Re: [PATCH 1/2] drm/amdgpu: make duplicated EOP packet for GFX7/8 have real content

Christian König <christian.koenig@xxxxxxx> · Mon, 17 Jun 2024 16:42:26 +0200

    Am 17.06.24 um 16:30 schrieb Icenowy Zheng:

      在 2024-06-17星期一的 15:59 +0200，Christian König写道：

        Am 17.06.24 um 15:43 schrieb Icenowy Zheng:

          在 2024-06-17星期一的 15:09 +0200，Christian König写道：

            Am 17.06.24 um 15:03 schrieb Icenowy Zheng:

              在 2024-06-17星期一的 14:35 +0200，Christian König写道：

                Am 17.06.24 um 12:58 schrieb Icenowy Zheng:

                  The duplication of EOP packets for GFX7/8, with the former
one
have
seq-1 written and the latter one have seq written, seems to
confuse
some
hardware platform (e.g. Loongson 7A series PCIe
controllers).

Make the content of the duplicated EOP packet the same with
the
real
one, only masking any possible interrupts.

                Well completely NAK to that, exactly that disables the
workaround.

The CPU needs to see two different values written here.

              Why do the CPU need to see two different values here? Only the
second
packet will raise an interrupt before and after applying this
patch,
and the first packet's result should just be overriden on
ordinary
platforms. The CPU won't see the first one, until it's polling
for
the
address for a very short interval, so short that the GPU CP
couldn't
execute 2 commands.

            Yes exactly that. We need to make two writes, one with the old
value
(seq - 1) and a second with the real value (seq).

Otherwise it is possible that a polling CPU would see the
sequence
before the second EOP is issued with results in incoherent view
of
memory.

          In this case shouldn't we write seq-1 before any work, and then
write
seq after work, like what is done in Mesa?

        No. This hw workaround requires that two consecutive write operations
happen directly behind each other on the PCIe bus with two different
values.

      Well to be honest the workaround code in Mesa seems to not be working
in this way ...

    Mesa doesn't have any workaround for that hw issue, the code there
    uses a quite different approach.

        To make the software logic around that work without any changes we
use 
the values seq - 1 and seq because those are guaranteed to be
different 
and not trigger any unwanted software behavior.

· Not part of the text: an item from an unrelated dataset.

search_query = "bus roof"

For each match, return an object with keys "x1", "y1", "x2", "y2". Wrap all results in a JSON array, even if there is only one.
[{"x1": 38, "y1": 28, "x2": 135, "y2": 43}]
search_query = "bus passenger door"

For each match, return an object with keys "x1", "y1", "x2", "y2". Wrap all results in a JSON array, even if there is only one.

Only then we can guarantee that we have a coherent view of system
memory.

      Any more details about it?

    No, sorry. All I know is that it's a bug in the cache flush logic
    which can be worked around by issuing two write behind each other to
    the same location.

      BTW in this case, could I try to write it for 3 times instead of 2,
with seq-1, seq and seq?

    That could potentially work as well, but at some point we would need
    to increase the EOP ring buffer size or could run into performance
    issues.

          As what I see, Mesa uses another command buffer to emit a
EVENT_WRITE_EOP writing 0, and commit this command buffer before
the
real command buffer.

              Or do you mean the GPU needs to see two different values being
written,
or they will be merged into only one write request?

Please give out more information about this workaround,
otherwise
the
GPU hang problem on Loongson platforms will persist.

            Well if Loongson can't handle two consecutive write operations to
the
same address with different values then you have a massive
platform
bug.

          I think the issue is triggered when two consecutive write
operations
and one IRQ is present, which is exactly the case of this function.

        Well then you have a massive platform bug.

Two consecutive writes to the same bus address are perfectly legal
from 
the PCIe specification and can happen all the time, even without this
specific hw workaround.

      Yes I know it, and I am not from Loongson, just some user trying to
mess around it.

    Well to be honest on a platform where even two consecutive writes to
    the same location doesn't work I would have strong doubts that it is
    stable in general.

    Regards,

    Christian.